The company’s activities in Asia may be unethical but it unlikely it has broken any laws. There are no restrictions on the use of data by politicians and victims of data mining would have difficulty securing compensation unless it could be proved that sensitive details had been poorly protected.

Even in Australia, which has the most advanced data laws in the region, politicians, political parties and their contractors and subcontractors are exempt from the Privacy Act and rules on the use of personal information.
Social media growth in Asia has been so rapid that regulators have had little chance of keeping up. As of January, eight of the 10 countries with the highest social media penetration rates were in the wider region, namely South Korea, Singapore, Hong Kong, Saudi Arabia, Malaysia, Thailand, Australia and United Arab Emirates, according to Statistics portal Statista.
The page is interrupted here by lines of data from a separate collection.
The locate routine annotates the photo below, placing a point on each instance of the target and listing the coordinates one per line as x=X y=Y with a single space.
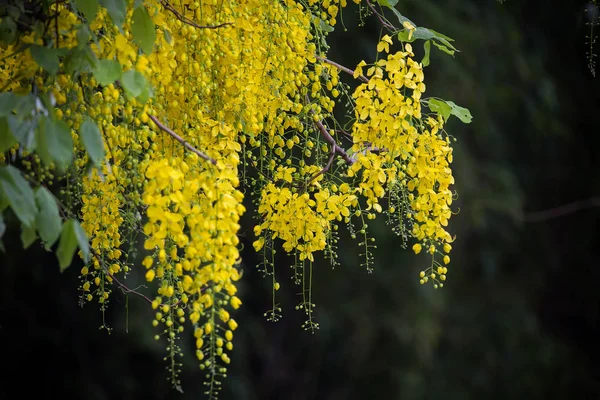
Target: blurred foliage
x=518 y=317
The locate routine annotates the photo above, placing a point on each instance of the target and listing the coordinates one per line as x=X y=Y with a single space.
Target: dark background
x=518 y=317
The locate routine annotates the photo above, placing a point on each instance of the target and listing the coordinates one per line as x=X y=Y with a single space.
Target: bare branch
x=188 y=21
x=342 y=68
x=335 y=147
x=324 y=169
x=182 y=141
x=381 y=18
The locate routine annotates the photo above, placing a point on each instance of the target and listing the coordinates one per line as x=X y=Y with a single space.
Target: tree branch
x=381 y=18
x=335 y=147
x=188 y=21
x=182 y=141
x=342 y=68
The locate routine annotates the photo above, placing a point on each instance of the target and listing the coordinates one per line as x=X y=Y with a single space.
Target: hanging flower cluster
x=174 y=110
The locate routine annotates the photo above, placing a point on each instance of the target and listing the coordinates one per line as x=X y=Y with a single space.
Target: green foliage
x=92 y=140
x=144 y=32
x=19 y=195
x=48 y=220
x=107 y=71
x=46 y=57
x=55 y=142
x=71 y=237
x=117 y=9
x=88 y=8
x=136 y=85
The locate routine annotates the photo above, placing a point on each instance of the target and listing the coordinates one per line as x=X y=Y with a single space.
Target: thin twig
x=570 y=208
x=324 y=169
x=182 y=141
x=335 y=147
x=342 y=68
x=381 y=18
x=188 y=21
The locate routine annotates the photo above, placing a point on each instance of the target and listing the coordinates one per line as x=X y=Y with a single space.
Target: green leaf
x=445 y=49
x=82 y=241
x=92 y=140
x=143 y=29
x=55 y=142
x=401 y=18
x=322 y=25
x=28 y=236
x=388 y=3
x=67 y=245
x=8 y=30
x=2 y=225
x=46 y=58
x=24 y=132
x=134 y=82
x=427 y=48
x=72 y=235
x=460 y=112
x=440 y=107
x=107 y=71
x=117 y=9
x=7 y=103
x=417 y=34
x=15 y=189
x=88 y=8
x=48 y=220
x=80 y=59
x=7 y=140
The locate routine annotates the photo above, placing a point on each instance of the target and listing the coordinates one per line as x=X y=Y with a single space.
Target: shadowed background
x=517 y=318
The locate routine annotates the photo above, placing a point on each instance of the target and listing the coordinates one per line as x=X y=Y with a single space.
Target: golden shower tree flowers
x=156 y=118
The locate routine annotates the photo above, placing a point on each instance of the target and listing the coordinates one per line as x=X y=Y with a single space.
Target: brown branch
x=324 y=169
x=570 y=208
x=342 y=68
x=182 y=141
x=188 y=21
x=335 y=147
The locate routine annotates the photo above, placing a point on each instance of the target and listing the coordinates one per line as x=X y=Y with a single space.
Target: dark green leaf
x=8 y=31
x=440 y=107
x=92 y=140
x=7 y=103
x=55 y=142
x=460 y=112
x=83 y=35
x=48 y=220
x=23 y=131
x=28 y=236
x=80 y=59
x=82 y=241
x=401 y=18
x=7 y=140
x=168 y=36
x=2 y=225
x=88 y=8
x=67 y=245
x=46 y=58
x=134 y=82
x=107 y=71
x=143 y=29
x=444 y=48
x=427 y=48
x=117 y=9
x=388 y=3
x=15 y=189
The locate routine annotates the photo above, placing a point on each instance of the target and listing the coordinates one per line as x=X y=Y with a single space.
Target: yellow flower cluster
x=235 y=84
x=394 y=145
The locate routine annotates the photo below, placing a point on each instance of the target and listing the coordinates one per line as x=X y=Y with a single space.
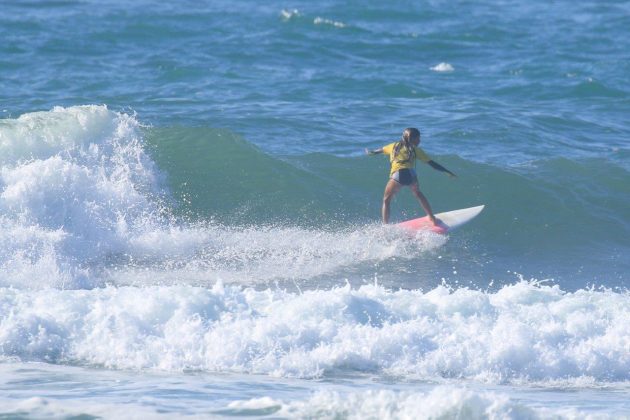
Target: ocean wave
x=524 y=332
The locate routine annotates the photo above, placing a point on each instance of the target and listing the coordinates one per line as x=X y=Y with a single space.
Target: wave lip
x=522 y=333
x=75 y=182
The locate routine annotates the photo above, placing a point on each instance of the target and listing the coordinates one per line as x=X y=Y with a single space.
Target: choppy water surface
x=187 y=216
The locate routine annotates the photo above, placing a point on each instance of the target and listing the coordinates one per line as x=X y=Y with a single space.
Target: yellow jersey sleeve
x=388 y=149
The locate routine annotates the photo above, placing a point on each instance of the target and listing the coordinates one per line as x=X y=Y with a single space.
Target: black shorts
x=405 y=177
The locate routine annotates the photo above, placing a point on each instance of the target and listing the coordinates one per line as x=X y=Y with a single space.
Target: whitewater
x=189 y=226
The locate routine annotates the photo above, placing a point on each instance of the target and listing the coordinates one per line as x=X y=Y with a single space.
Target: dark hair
x=409 y=134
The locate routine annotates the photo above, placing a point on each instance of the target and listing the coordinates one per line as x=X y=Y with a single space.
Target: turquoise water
x=187 y=212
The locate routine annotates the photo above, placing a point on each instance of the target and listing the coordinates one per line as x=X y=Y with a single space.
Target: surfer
x=402 y=156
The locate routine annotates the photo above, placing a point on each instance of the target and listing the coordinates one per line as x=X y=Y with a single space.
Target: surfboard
x=447 y=221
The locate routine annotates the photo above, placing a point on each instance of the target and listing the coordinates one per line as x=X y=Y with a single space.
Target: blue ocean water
x=190 y=226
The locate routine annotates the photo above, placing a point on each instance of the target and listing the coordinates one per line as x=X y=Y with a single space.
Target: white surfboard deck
x=448 y=221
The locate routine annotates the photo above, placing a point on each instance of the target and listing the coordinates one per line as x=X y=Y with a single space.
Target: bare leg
x=423 y=202
x=391 y=189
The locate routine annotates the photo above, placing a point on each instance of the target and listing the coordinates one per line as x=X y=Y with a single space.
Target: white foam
x=522 y=333
x=75 y=182
x=321 y=21
x=80 y=202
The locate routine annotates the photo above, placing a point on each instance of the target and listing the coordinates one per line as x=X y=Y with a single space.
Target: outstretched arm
x=441 y=168
x=373 y=152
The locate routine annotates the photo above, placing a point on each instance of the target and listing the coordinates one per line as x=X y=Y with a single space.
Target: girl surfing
x=402 y=156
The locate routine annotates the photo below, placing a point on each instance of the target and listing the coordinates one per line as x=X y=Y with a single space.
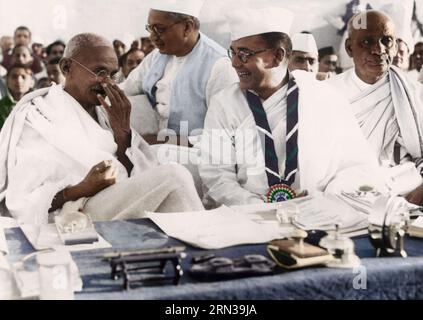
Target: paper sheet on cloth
x=46 y=236
x=218 y=228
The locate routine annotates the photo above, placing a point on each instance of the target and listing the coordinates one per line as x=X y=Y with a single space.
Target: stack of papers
x=47 y=236
x=251 y=224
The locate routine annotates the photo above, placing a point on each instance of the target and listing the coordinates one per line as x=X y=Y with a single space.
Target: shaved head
x=372 y=44
x=84 y=41
x=362 y=20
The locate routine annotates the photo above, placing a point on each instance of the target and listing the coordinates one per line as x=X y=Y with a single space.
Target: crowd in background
x=27 y=65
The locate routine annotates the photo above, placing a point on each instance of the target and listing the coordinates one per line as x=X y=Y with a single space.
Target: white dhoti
x=168 y=189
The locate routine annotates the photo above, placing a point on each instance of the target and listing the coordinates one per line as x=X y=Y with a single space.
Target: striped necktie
x=271 y=159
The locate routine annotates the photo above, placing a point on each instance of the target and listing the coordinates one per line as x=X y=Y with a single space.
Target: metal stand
x=146 y=268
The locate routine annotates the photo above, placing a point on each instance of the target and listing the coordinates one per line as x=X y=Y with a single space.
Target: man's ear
x=348 y=47
x=189 y=27
x=64 y=65
x=280 y=55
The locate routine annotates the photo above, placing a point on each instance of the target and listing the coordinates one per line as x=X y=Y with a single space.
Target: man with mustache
x=181 y=75
x=66 y=144
x=276 y=133
x=386 y=103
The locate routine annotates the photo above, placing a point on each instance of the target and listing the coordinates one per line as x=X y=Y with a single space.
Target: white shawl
x=50 y=142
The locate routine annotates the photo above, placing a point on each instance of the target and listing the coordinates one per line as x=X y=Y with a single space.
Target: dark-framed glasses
x=244 y=54
x=101 y=75
x=159 y=29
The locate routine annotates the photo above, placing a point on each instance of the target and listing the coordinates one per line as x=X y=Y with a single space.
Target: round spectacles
x=101 y=75
x=159 y=29
x=244 y=54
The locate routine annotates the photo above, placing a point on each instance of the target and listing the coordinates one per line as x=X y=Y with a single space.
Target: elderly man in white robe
x=179 y=77
x=275 y=134
x=386 y=103
x=68 y=145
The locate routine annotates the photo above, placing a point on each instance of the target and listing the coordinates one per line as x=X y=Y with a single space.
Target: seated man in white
x=60 y=145
x=304 y=53
x=385 y=101
x=181 y=75
x=274 y=134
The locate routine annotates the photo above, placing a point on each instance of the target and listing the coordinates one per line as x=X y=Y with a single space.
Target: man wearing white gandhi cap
x=180 y=76
x=275 y=134
x=304 y=53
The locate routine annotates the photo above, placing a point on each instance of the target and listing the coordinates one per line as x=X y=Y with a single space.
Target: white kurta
x=379 y=118
x=232 y=158
x=222 y=75
x=50 y=142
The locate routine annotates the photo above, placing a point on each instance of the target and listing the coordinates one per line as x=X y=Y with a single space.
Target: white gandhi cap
x=304 y=42
x=188 y=7
x=249 y=22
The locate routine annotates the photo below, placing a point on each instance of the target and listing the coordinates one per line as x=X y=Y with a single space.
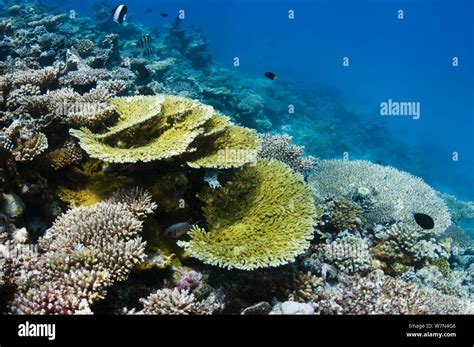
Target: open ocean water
x=124 y=190
x=406 y=57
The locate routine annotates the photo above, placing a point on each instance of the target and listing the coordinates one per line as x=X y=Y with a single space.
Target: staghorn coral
x=163 y=127
x=84 y=252
x=262 y=218
x=138 y=201
x=279 y=147
x=85 y=47
x=395 y=194
x=30 y=148
x=73 y=109
x=174 y=302
x=378 y=295
x=305 y=287
x=49 y=22
x=92 y=184
x=64 y=157
x=345 y=215
x=409 y=245
x=349 y=253
x=45 y=78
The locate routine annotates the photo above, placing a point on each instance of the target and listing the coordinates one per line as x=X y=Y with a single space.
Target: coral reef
x=263 y=217
x=174 y=302
x=143 y=133
x=174 y=130
x=63 y=157
x=279 y=147
x=459 y=209
x=394 y=194
x=345 y=215
x=84 y=252
x=349 y=253
x=404 y=244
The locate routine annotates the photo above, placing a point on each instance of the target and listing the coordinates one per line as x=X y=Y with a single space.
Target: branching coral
x=262 y=218
x=349 y=253
x=85 y=47
x=83 y=253
x=30 y=148
x=345 y=215
x=174 y=302
x=279 y=147
x=378 y=295
x=305 y=287
x=163 y=127
x=64 y=157
x=395 y=194
x=408 y=245
x=458 y=209
x=138 y=201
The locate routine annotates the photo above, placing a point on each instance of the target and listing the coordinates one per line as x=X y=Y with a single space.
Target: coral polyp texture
x=393 y=195
x=159 y=182
x=85 y=251
x=262 y=218
x=163 y=127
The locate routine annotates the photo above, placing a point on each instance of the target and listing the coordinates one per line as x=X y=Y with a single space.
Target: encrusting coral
x=262 y=218
x=163 y=127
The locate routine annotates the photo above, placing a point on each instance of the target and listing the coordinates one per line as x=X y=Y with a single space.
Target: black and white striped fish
x=145 y=41
x=120 y=14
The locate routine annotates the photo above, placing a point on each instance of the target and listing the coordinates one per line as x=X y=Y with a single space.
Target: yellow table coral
x=161 y=127
x=263 y=217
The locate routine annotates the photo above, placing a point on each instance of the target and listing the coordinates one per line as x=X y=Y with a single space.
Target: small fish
x=144 y=41
x=148 y=51
x=423 y=220
x=271 y=75
x=177 y=230
x=120 y=14
x=143 y=71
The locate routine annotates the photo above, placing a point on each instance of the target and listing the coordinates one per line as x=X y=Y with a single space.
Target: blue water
x=407 y=60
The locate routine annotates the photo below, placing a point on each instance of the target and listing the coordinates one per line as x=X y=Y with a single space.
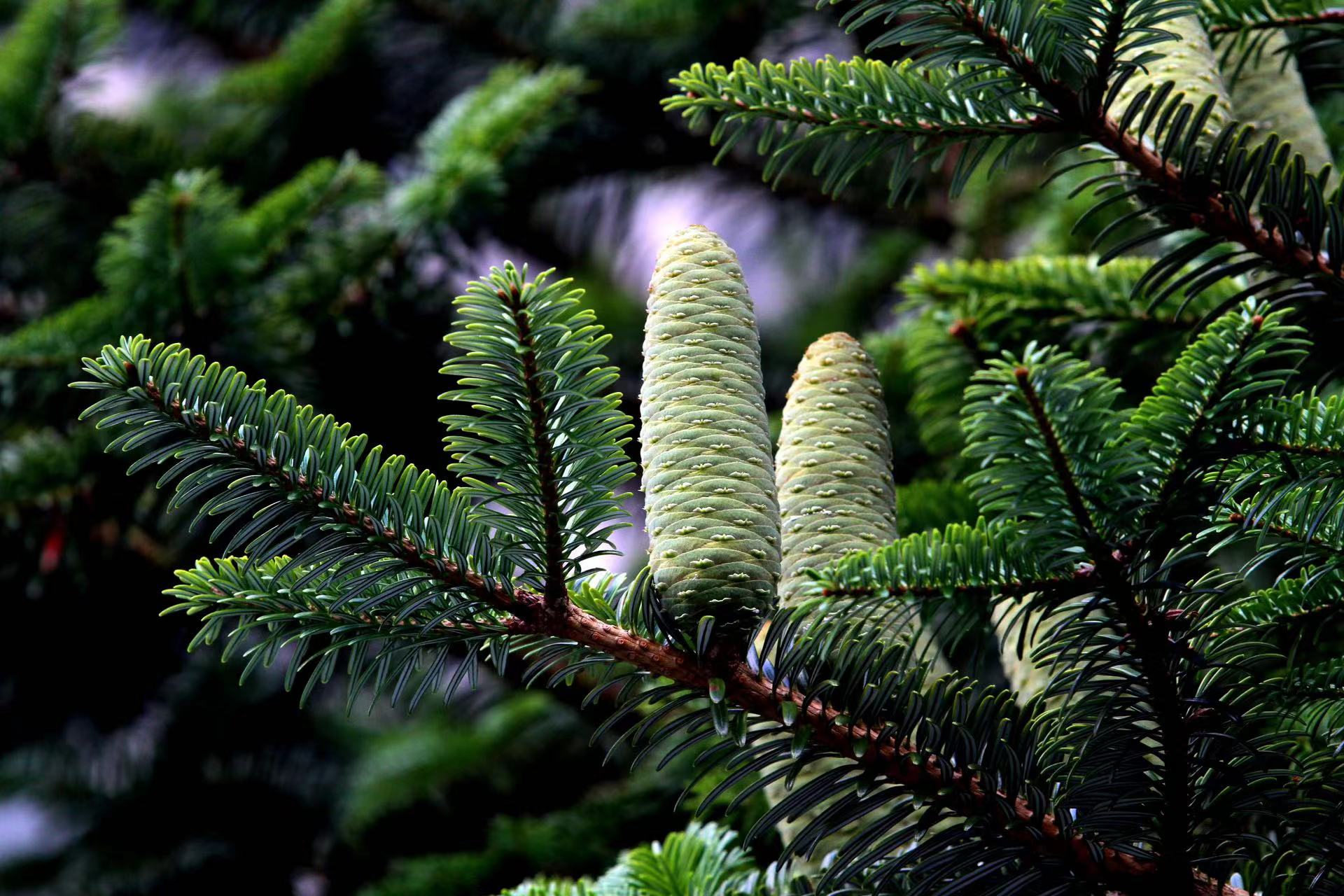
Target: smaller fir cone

India had the largest number of Facebook users worldwide (250 million), and Indonesia (230 million) was equal third with Brazil. The Philippines, Vietnam and Thailand were also in the top 10 markets for users.
Data mining companies would find a fertile market in much of Asia if they did want to influence elections: only six of 34 countries surveyed for the 2018 Freedom in the World rankings by Freedom House were rated as having total political rights; 12 countries were ranked as having none at all.
The countries ranked at the bottom were China, Laos, North Korea, Saudi Arabia, Syria, Azerbaijan, Kazakhstan, Bahrain, Tajikistan, United Arab Emirates, Turkmenistan and Tibet – all prime targets for mining social media and other online user information without fear of legal repercussions.